Hoje, a principal fonte de arrecadação ligada ao petróleo russo não é mais a exportação, mas sim a produção. Desde o início de 2024, o país zerou o imposto de exportação do petróleo bruto, passando a depender ainda mais da taxação sobre a extração.
Com base nos preços e nos volumes produzidos, a Reuters estima que esse imposto deve saltar de 327 bilhões de rublos (US$ 4,7 bilhões) em março para cerca de 700 bilhões de rublos (US$ 8,9 bilhões) em abril. Na comparação anual, também há alta relevante (+10%).
Para se ter ideia do peso dessa receita, o orçamento russo prevê arrecadar quase 8 trilhões de rublos com esse imposto em 2026.
Outro fator-chave é o preço do petróleo russo. O barril do tipo Urals — referência usada para cálculo dos tributos — subiu para US$ 77 em março, o maior nível desde outubro de 2023.

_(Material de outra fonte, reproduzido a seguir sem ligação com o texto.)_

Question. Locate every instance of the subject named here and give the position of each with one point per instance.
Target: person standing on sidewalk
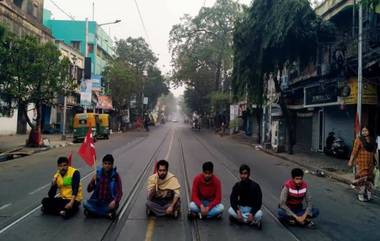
(107, 190)
(206, 194)
(295, 193)
(246, 200)
(67, 181)
(363, 156)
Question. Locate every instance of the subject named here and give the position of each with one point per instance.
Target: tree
(136, 52)
(34, 73)
(273, 34)
(155, 86)
(201, 49)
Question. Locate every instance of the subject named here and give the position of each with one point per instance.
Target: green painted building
(73, 33)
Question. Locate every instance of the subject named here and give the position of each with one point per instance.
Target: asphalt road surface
(25, 181)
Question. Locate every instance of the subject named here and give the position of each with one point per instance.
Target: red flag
(87, 149)
(70, 158)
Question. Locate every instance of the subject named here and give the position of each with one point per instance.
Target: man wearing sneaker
(295, 201)
(246, 200)
(107, 190)
(163, 192)
(206, 194)
(67, 181)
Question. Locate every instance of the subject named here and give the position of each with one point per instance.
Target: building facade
(322, 96)
(21, 17)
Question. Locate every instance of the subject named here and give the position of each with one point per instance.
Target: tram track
(227, 169)
(114, 228)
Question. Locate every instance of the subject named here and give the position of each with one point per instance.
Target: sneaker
(292, 222)
(63, 213)
(362, 198)
(148, 212)
(310, 225)
(259, 225)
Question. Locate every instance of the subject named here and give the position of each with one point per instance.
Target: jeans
(97, 207)
(215, 211)
(282, 215)
(245, 211)
(56, 205)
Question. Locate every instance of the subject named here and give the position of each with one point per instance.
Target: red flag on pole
(87, 149)
(70, 158)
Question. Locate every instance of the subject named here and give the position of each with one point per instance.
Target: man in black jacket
(246, 200)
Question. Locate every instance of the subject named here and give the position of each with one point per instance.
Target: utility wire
(142, 22)
(63, 11)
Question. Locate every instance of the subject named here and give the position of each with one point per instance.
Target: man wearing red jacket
(206, 194)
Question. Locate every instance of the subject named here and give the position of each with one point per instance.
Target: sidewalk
(312, 161)
(13, 146)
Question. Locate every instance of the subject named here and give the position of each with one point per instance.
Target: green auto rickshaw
(104, 126)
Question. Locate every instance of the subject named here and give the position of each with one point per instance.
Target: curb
(328, 173)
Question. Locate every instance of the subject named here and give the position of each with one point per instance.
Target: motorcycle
(336, 147)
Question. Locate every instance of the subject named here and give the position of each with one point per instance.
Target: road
(24, 182)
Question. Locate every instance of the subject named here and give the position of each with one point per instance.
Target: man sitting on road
(206, 194)
(246, 200)
(107, 190)
(67, 180)
(163, 192)
(294, 194)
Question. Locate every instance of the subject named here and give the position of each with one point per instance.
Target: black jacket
(246, 194)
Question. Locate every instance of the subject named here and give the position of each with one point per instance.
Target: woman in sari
(363, 157)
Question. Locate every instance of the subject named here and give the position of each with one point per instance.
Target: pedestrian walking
(363, 157)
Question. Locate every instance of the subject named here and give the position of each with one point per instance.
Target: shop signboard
(369, 93)
(321, 95)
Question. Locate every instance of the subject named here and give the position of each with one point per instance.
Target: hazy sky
(158, 15)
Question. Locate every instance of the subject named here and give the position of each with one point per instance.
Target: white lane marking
(32, 211)
(39, 189)
(5, 206)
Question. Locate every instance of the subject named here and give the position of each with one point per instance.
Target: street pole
(86, 52)
(64, 117)
(360, 65)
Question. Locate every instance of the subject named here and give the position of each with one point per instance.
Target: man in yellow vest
(67, 181)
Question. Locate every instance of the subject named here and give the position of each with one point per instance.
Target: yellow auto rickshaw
(104, 126)
(82, 122)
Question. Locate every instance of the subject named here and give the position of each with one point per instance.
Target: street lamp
(114, 22)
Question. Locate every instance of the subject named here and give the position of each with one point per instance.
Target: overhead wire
(142, 23)
(61, 9)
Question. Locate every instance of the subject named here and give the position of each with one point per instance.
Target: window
(75, 44)
(18, 3)
(90, 48)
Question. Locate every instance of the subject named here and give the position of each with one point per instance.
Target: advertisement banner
(85, 92)
(96, 82)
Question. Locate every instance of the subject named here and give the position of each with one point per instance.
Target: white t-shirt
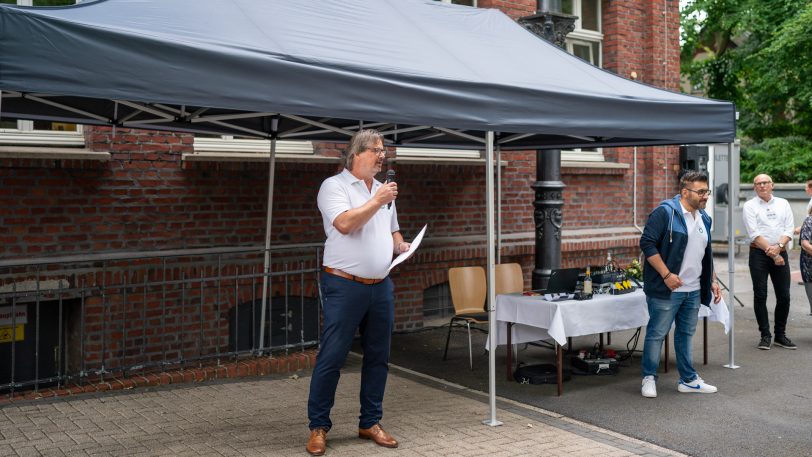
(770, 219)
(691, 268)
(366, 252)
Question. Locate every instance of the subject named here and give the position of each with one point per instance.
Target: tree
(757, 54)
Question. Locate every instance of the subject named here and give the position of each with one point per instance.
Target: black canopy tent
(426, 74)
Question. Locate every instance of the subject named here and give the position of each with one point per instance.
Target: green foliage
(785, 159)
(757, 54)
(635, 270)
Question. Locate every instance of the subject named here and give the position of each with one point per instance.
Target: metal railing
(82, 319)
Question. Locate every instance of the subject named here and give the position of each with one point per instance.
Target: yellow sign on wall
(6, 333)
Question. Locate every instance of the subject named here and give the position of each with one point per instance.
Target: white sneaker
(649, 389)
(696, 386)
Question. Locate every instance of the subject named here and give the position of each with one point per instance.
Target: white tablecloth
(537, 319)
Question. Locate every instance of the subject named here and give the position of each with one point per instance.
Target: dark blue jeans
(351, 306)
(681, 309)
(762, 266)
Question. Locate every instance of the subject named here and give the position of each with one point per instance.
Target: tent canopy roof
(424, 72)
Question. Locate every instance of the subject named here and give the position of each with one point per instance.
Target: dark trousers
(351, 306)
(762, 266)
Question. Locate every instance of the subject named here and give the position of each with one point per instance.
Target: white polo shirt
(691, 268)
(770, 219)
(366, 252)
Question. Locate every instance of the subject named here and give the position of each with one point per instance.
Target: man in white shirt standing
(360, 220)
(769, 224)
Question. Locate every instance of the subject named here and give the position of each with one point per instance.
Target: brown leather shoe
(378, 435)
(317, 443)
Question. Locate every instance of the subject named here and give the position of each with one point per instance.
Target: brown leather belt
(345, 275)
(755, 246)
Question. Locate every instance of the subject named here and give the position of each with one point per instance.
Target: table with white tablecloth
(525, 318)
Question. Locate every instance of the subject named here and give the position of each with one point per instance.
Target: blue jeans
(682, 310)
(351, 306)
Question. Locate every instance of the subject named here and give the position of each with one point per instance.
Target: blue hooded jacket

Isso representa uma disparada expressiva em relação a fevereiro e também supera com folga a previsão oficial do governo, que trabalhava com um preço mais baixo no orçamento.
Além disso, o próprio governo russo afirma que a demanda por sua energia aumentou em diversos mercados, impulsionada pela crise global de oferta.
Apesar do alívio no curto prazo, o cenário está longe de ser confortável. Economistas russos já alertam que 2026 pode ser um ano mais complicado para as contas públicas.
Entre janeiro e março, a Rússia acumulou um déficit de 4,58 trilhões de rublos ( US$ 58,3 bilhões ou 1,9% do Produto Interno Bruto), segundo dados oficiais.
Há ainda outro risco no radar: ataques da Ucrânia à infraestrutura energética russa vêm afetando a capacidade de produção e, consequentemente, a arrecadação.